Mr. Zhang proves two theorems to the students.
- Theorem $1$: A square pattern is a $4$-symmetric pattern if and only if it is both a $180$-degree symmetric pattern and an axis-symmetric pattern.
- Theorem $2$: A square pattern is an $8$-symmetric pattern if and only if it is both a $90$-degree symmetric pattern and an axis-symmetric pattern.

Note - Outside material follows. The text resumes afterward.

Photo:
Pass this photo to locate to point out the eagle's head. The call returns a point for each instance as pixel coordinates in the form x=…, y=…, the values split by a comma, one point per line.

Finally, it is practice time. Mr. Zhang asks the students to find various symmetric patterns that appear inside a large square pattern. Please write a program to do this. Given a $01$ matrix, output the maximum side length of a contiguous square submatrix that satisfies, respectively, $8$-symmetry, $90$-degree symmetry, $4$-symmetry, $180$-degree symmetry, and axis symmetry. A contiguous square submatrix means a submatrix chosen by selecting several adjacent rows and columns, representing a small pattern appearing in the large pattern.
Input Format
The first line contains a positive integer $n$, the side length of the large square pattern. Then follow $n$ lines, each a $01$ string of length $n$.
Output Format
Output one line containing $5$ natural numbers separated by spaces, representing the maximum side length of a contiguous square submatrix appearing in the input that is, respectively, $8$-symmetric, $90$-degree symmetric, $4$-symmetric, $180$-degree symmetric, and axis-symmetric.
Explanation/Hint
#### Explanation of the Sample
The large pattern has a horizontal axis of symmetry. There is a $2\times 2$ $8$-symmetric pattern in the upper-left corner. The rightmost $3$ columns of the middle $3$ rows form a $4$-symmetric pattern.
---
#### Constraints
For $100\%$ of the testdata, $5\leq n\leq 500$.